I hear the door open and the soft thud of footsteps on the carpet. The mattress shifts beside me.

“Danny asked me to come and get you,” Cera says. “The food should be here in twenty minutes. He also wanted to know if you’d like a…um…liberation…”

“Libation,” I correct.

“I know. I was kidding.” She chuckles. I readjust my arm and peer at her beneath the sleeve of my blouse. “Libation and liberation are totally different things.”

“Although you may be able to achieve one by indulging in the other,” I say, and am slightly ashamed by my satisfaction over stupefying my eleven-year-old step niece.

“Huh?”

“If you’re drunk enough, you feel free,” I explain. “Even though you aren’t.”

She nods knowingly, and I realize how well beyond her years Cera is.

Just like I was.

“Are you coming out, or what?” she asks and I shake my head.

“I don’t know if that’s a good idea.”

“Why not?”

“I think maybe you’re a little too young to understand.” I shimmy up into a half-seated position, my head resting against the pillows. Cera frowns at me.

“You like Mr. Ryan, right?” she says. “But you don’t want him to know and be all like ‘oooh, she likes me and I’m so stoked.’”

“I don’t like him like that.”

“That’s total bullcrap.”

“Excuse me?”

“I’m, like, almost twelve, but I’m not stupid. I saw how you looked at him. I know you thought I was watching
Wild Kratts,
but I totally saw you look at him like you liked him.”

“That’s funny, because when I saw him sitting there, I thought I was going to throw up.”

“Yeah. Like that.” She sticks her forefinger in her mouth and chews on her nail for a few seconds. “I had a thing for Craig Kauffman—he’s this really cute eighth grader—and every time I saw him I thought I was going to toss my cookies.”

“It’s a little more complicated at my age,” I say, then cover my eyes again. The darkness is welcome. “Matt Ryan is the least of my problems. It’s like, when everything you thought you knew turns out to be false and you have no idea who you are anymore. I think I might be on the verge of a total nervous breakdown.”

Cera is silent for a moment. “So, what are you going to do?” she finally asks. “Curl up into a ball and die?”

Again, I move my arm and look at her. “That sounds about right.”

“That sucks.”

“Yes. It does. Can you think of any alternatives?”

“Well, you could come out and eat Chinese with us.”

“I’m not hungry.”

“Neither am I,” she says. “I got a text from my dad saying my grandma is going to die any minute.”

I abandon my own angst for a brief moment and lean forward to give her my full attention. “I’m sorry Cera. That must be really hard for you.”

She nods. “Grandma Fran is awesome.
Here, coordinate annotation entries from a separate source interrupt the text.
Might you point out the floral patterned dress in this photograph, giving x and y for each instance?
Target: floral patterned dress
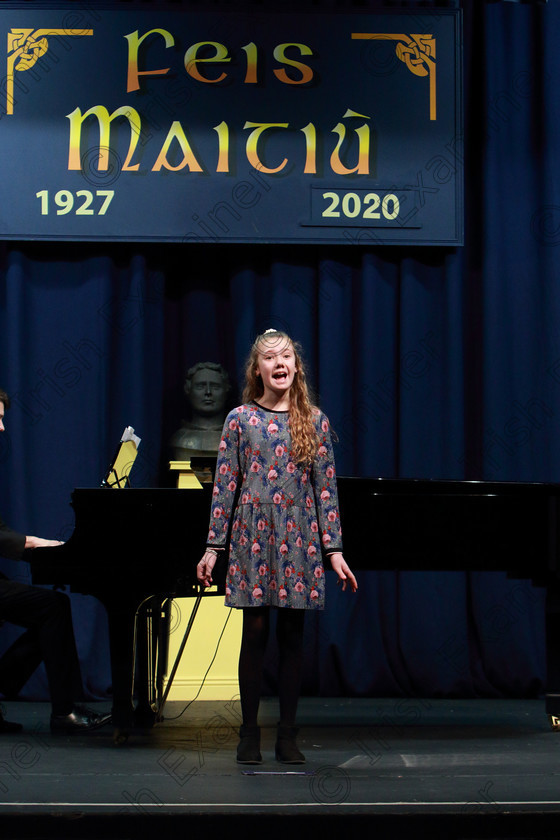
(285, 516)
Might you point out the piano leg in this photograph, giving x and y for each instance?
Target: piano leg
(121, 613)
(552, 700)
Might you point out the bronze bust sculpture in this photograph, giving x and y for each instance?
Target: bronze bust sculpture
(207, 387)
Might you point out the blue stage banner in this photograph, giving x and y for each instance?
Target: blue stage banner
(156, 125)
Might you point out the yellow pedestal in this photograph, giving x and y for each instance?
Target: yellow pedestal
(221, 682)
(186, 478)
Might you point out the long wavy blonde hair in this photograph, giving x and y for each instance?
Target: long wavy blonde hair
(305, 440)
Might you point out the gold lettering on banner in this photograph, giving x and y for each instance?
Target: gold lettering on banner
(417, 52)
(25, 48)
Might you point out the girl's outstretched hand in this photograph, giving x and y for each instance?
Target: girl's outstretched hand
(205, 567)
(343, 571)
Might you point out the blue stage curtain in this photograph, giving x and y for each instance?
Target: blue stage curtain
(431, 363)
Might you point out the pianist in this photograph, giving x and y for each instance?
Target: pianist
(48, 637)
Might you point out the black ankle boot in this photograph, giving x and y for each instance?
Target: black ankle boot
(286, 748)
(249, 747)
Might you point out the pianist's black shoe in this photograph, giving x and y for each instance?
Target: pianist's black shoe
(80, 719)
(6, 726)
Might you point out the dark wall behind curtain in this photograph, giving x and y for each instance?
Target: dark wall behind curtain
(431, 363)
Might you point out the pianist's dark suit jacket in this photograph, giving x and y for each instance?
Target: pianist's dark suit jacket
(12, 544)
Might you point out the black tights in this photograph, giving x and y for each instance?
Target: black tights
(289, 633)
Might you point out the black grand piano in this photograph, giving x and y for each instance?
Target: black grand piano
(136, 548)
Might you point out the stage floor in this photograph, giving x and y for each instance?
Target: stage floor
(465, 768)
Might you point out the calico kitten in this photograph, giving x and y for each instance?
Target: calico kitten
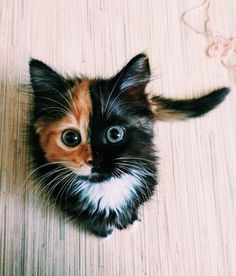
(93, 140)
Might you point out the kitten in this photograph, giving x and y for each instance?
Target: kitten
(93, 140)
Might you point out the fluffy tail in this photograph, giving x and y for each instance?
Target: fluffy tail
(172, 109)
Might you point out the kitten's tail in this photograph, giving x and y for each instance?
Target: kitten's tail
(172, 109)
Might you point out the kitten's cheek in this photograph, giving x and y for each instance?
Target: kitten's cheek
(85, 170)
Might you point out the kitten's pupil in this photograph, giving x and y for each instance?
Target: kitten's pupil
(115, 134)
(71, 138)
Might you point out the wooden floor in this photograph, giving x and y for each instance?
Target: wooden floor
(189, 226)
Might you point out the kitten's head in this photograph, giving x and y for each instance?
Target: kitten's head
(103, 128)
(98, 128)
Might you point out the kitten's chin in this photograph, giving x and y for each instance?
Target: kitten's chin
(99, 177)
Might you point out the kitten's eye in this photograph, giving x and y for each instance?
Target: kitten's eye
(71, 138)
(115, 134)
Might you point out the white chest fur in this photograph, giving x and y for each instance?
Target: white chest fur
(109, 195)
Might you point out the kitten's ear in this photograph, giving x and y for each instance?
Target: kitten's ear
(50, 97)
(45, 79)
(134, 76)
(174, 109)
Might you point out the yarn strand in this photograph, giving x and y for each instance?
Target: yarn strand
(221, 46)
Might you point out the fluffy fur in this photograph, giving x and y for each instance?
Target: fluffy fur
(102, 180)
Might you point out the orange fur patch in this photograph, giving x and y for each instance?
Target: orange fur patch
(50, 134)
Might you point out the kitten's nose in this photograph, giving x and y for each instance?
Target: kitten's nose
(96, 162)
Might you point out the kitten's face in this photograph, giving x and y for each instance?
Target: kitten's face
(67, 140)
(99, 129)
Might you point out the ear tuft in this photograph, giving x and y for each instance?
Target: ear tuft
(44, 78)
(136, 73)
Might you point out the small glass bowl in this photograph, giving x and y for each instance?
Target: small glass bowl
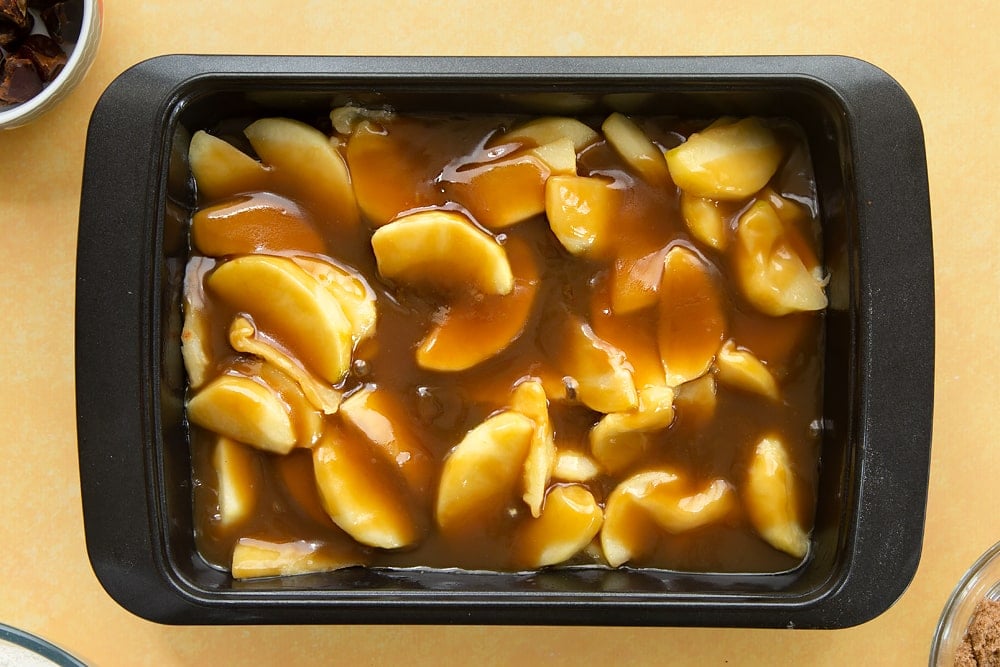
(77, 64)
(981, 581)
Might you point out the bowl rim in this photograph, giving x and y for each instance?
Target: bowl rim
(79, 60)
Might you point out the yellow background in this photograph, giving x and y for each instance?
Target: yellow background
(945, 54)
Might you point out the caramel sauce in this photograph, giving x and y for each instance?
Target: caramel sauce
(438, 408)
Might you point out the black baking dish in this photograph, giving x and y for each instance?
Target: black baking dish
(867, 146)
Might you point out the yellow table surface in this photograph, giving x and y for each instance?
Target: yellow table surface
(946, 55)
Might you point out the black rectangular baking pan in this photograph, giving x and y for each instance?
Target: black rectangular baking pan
(867, 146)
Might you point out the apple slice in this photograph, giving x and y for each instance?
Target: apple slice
(726, 161)
(379, 417)
(558, 156)
(599, 371)
(221, 170)
(529, 399)
(363, 494)
(473, 330)
(569, 522)
(620, 439)
(289, 305)
(659, 498)
(259, 222)
(695, 401)
(573, 466)
(384, 173)
(677, 510)
(769, 271)
(243, 338)
(705, 220)
(633, 333)
(503, 192)
(196, 349)
(481, 471)
(582, 211)
(632, 144)
(541, 131)
(238, 475)
(635, 281)
(308, 166)
(254, 559)
(770, 497)
(739, 368)
(242, 409)
(692, 320)
(442, 249)
(350, 289)
(628, 532)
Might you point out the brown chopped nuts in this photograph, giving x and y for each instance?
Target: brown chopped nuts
(46, 54)
(31, 59)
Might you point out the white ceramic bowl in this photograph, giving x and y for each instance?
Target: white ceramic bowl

She sends me stupid t-shirts and sweaters for Christmases and for birthdays and, like, you know, special events. The last one was for when I graduated sixth grade. It said ‘What happens at Grandma’s Stays at Grandma’s.’ I thought it was totally lame. But now, you know, I’m never going to stay at her house again, so…”

Her breath hitches and I reach out to grab her hand. She pulls away from me, but not in anger. “It’s cool, you know?” she says, tamping down her emotions. “She’s totally old. But it sucks, too. So, I could so curl up in a ball and cry my eyes out. But I’m not going to. I’m going to go out and eat Chinese food and pretend everything’s cool, because
it is
. You made me see that. I’m, like, here with my sister and brother and step dad and step grandpa and…uh… step aunt. So, it is okay, right? I’m with my…family. My
second
family, anyway. So even though I’m totally sad and freaking out, I can still eat Chinese food, you know?”